Calomiris and Haber go on to quote from a book written in 1910:

On the evening of October 12 [1906] the bankers in Toronto and Montreal heard with surprise that the Bank of Ontario had got beyond its depth and would not open its doors the next morning. Its capital was $1,500,000 and its deposits $1,200,000. The leading bankers in the dominion [DRH note: Canada was officially the Dominion of Canada in those days] dreaded the effect which the failure of such a bank might have. The Bank of Montreal agreed to take over the assets and pay all the liabilities, provided a number of other banks would agree to share with it any losses.

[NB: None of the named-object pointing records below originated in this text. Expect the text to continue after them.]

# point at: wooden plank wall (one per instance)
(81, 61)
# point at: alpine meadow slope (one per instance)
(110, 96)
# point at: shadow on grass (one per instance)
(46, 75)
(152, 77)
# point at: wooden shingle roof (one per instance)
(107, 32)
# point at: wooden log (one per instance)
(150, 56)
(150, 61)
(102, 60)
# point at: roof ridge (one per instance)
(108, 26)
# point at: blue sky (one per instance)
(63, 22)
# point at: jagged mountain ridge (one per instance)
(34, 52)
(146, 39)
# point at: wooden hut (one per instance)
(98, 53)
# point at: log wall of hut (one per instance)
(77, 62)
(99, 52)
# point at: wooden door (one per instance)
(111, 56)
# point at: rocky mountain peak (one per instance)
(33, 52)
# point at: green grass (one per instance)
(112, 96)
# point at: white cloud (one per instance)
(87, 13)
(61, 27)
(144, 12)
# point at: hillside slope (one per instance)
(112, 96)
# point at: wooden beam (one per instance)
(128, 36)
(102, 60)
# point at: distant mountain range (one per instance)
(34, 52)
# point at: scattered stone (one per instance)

Its offer was accepted and a representative of the Bank of Montreal took the night train for Toronto . . . . [T]he bank opened for business the next day with the following notice over its door: “This is the Bank of Montreal.”

Calomiris and Haber then write:

The contrast between this method of dealing with bank failures and that of the United States could not be more striking. In the United States, the ability of banks to coordinate their responses to crises was confined to collective action of particular cities’ clearinghouses, branching banks in the South, or other localized bank networks. When shocks associated with recessions raised significant liquidity problems for U.S. banks, nationwide banking panics resulted (in 1857, 1873, 1884, 1890, 1893, 1896, and 1907), even though (with the exception of the panic of 1857) these were not times of severe loss to banks or widespread bank failure. Four of those recessionary shocks (1857, 1873, 1893, and 1907) resulted in widespread suspensions of convertibility: that is, banks refused to redeem their own deposits.

Because of restrictions on branch banking in the United States, the United States had a fairly primitive banking system until the 1980s.